Description
Download the world_data.sql file*, and run it to create and populate the tables. You can run the file as follows:
psql -U postgres -f world_data.sql
Part I: The Schema.
Inspect the schema to see what attributes we have:
SELECT * FROM city LIMIT 2;
SELECT * FROM country LIMIT 2;
SELECT * FROM countrylanguage LIMIT 2;
-
Draw a schema diagram of this data, showing how the data is arranged, and how the tables relate to each other.
Just use basic drawing software here – nothing fancy.
Include any links between tables – such as FOREIGN KEY relationships.
Hints:
To do this, you must identify all PRIMARY KEYs and FOREIGN KEYs. Open the world_data.sql file in a text editor, and search it for keywords. Most text editors allow searching via CTRL + f
You can also find this information by directly querying the database schema. There is a built-in table called information_schema, which contains all of the information about our tables, and we can ask it questions:
SELECT table_name, column_name, constraint_name FROM information_schema.constraint_column_usage;
2. Is this database in Normal Form?
If so, which one is it in? 1NF, 2NF, 3NF?
If not, what is preventing it from being normalized? Can it be normalized?
Hints:
Look directly at the data, and also at the CREATE TABLE and ALTER TABLE statements in the world_data.sql file.
The tables also have CONSTRAINTs – what do they tell you?
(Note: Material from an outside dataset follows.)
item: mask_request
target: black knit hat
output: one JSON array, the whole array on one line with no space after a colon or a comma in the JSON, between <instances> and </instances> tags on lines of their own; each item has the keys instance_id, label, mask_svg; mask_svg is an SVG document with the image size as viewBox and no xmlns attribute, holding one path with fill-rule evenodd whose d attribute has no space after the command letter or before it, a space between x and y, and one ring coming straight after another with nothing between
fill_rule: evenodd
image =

*Notice that all this data is already in SQL format, as opposed to Assignment 1, where we loaded the data from a comma-separated values file (“.csv”) . Getting this data into SQL format was accomplised by a built-in utility called pg_dump – which makes it easy to export entire databases into a file of SQL commands which we can re-load whenever we want. We will be using this utility later in this course.
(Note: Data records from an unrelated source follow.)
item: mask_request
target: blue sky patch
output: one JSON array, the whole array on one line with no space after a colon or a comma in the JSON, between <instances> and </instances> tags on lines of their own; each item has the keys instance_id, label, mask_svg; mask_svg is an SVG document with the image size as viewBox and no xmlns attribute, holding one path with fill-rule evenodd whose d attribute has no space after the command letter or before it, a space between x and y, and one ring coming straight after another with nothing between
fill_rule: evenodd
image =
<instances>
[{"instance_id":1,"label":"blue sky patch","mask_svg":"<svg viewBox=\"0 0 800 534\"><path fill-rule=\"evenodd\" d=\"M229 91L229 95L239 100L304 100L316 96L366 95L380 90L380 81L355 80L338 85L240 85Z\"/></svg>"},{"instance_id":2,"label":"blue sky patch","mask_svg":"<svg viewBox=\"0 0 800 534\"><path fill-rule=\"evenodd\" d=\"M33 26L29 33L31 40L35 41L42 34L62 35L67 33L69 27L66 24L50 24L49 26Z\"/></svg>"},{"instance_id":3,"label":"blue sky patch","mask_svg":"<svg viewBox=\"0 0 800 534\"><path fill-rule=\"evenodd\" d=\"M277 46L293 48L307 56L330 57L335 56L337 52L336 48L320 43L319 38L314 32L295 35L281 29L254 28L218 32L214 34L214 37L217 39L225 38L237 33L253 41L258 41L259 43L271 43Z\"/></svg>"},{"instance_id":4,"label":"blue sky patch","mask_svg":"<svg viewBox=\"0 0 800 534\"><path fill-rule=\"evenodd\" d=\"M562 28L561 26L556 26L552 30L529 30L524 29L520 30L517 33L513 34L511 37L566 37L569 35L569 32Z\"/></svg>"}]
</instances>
Warm-ups: Some SQL practice:
-
What are the top ten countries by economic activity (Gross National Product – ‘gnp’).
-
What are the top ten countries by GNP per capita?
(watch out for division by zero here !)
-
What are the ten most densely populated countries, and ten least densely populated countries?
-
What different forms of government are represented in this data? (‘DISTINCT’ keyword should help here.)
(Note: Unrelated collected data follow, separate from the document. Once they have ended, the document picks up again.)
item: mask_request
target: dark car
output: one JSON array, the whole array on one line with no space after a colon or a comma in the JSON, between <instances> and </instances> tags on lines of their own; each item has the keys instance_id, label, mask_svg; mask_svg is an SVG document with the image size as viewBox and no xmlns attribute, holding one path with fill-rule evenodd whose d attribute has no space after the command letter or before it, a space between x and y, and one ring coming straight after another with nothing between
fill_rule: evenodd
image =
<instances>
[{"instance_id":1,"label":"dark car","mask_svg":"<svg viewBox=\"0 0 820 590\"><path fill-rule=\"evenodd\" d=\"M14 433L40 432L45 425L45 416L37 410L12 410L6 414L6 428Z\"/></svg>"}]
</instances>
Which forms of government are most frequent?
(distinct, count, group by order by)
-
Which countries have the highest life expectancy? (watch for NULLs). Getting more serious – joins, joins with conditions, joins that require subqueries:
-
What are the top ten countries by total population, and what is the official language spoken there? (basic inner join)
-
What are the top ten most populated cities – along with which country they are in, and what continent they are on? (basic inner join)
-
What is the official language of the top ten cities you found in Question #7?
(three-way inner join).
-
Which of the cities from Question #7 are capitals of their country? (requires a join and a subquery).
-
For the cities found in Question#7, what percentage of the country’s population lives in the capital city? (watch your int’s vs floats !).
Turn in the following:
-
Your schema diagram – as a .png, .jpg, or .pdf
-
DO NOT SEND ANY CELL PHONE PICTURES OF DIAGRAMS ! **
-
-
A .sql file with your queries to answer Questions #1 – #10.
For queries, only submit the query (I don’t need results – I can run them). Text answers to Question 2 can just be included at the top of
your .sql file in comments.
*Notice that all this data is already in SQL format, as opposed to Assignment 1, where we loaded the data from a comma-separated values file (“.csv”) . Getting this data into SQL format was accomplised by a built-in utility called pg_dump – which makes it easy to export entire databases into a file of SQL commands which we can re-load whenever we want. We will be using this utility later in this course.